The Flurry report goes on to compare the Nexus One launch with other smartphones, including the Motorola Droid, which sold 250,000 units in its first week. In its comparison to the iPhone 3GS launch, however, the report is a bit disingenuous. The iPhone 3GS was an update to an existing & wildly popular product, not a completely new product launch. In that light, the 1.6 million iPhones sold in the first week of the 3GS launch, while indeed 80 times the number of Nexus One sales, aren't a true apples-to-Apple comparison.
Instead, a better comparison may be to sales of the original iPhone. According to Apple's Q3 2007 results, released on 25 July 2007, the iPhone sold 270,000 units during the quarter. The original iPhone was released nearly a month earlier, on June 29. That works out to around 10,000 original iPhones sold per day following its 2007 release, which dovetails nicely with an early 2008 analysis of iPhone sales from Ars Technica. Far from the flabbergasting sales lead of the 3GS, the original iPhone sold about 3.5 times as many units in its 2007 launch as Nexus One did in 2010; also, the original iPhone sold for a hefty $599, even with an AT&T contract, while the Nexus One is $179 with a new T-Mobile contract ($529 without).
If anything, these numbers highlight the popularity of the Droid compared to the Nexus One. Droid sold nearly as many phones in its first week as the original iPhone sold in its first month, which is nothing to sneer at. By comparison to the Droid, however, the Nexus One launched with a whimper, not a bang.

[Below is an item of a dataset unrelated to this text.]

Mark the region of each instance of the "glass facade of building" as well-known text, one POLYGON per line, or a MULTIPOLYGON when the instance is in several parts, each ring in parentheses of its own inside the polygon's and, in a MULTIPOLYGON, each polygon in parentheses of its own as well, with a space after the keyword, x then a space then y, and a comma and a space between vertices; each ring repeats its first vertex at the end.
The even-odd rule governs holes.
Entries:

Flurry notes, correctly, that the Nexus One launch has suffered low numbers in part because of Google's "soft launch" of the phone. Both Droid and the iPhone had aggressive marketing campaigns leading up to their respective launches, while the Nexus One has had to rely largely on industry hype and Google's own advertising. Nexus One also launched directly after the holiday season, which seems like a boneheaded move; a launch even three weeks earlier could have gained them much more robust sales. Google is also sort of "going its own" compared to Apple and AT&T's partnership with the iPhone and Verizon's vigorous hyping of Droid.
All these factors aside, both the low sales numbers and criticism of both the handset itself and Google's abysmal customer support boil down to one thing: while it may be a good phone on its own merits (or not), the Nexus One is no iPhone killer.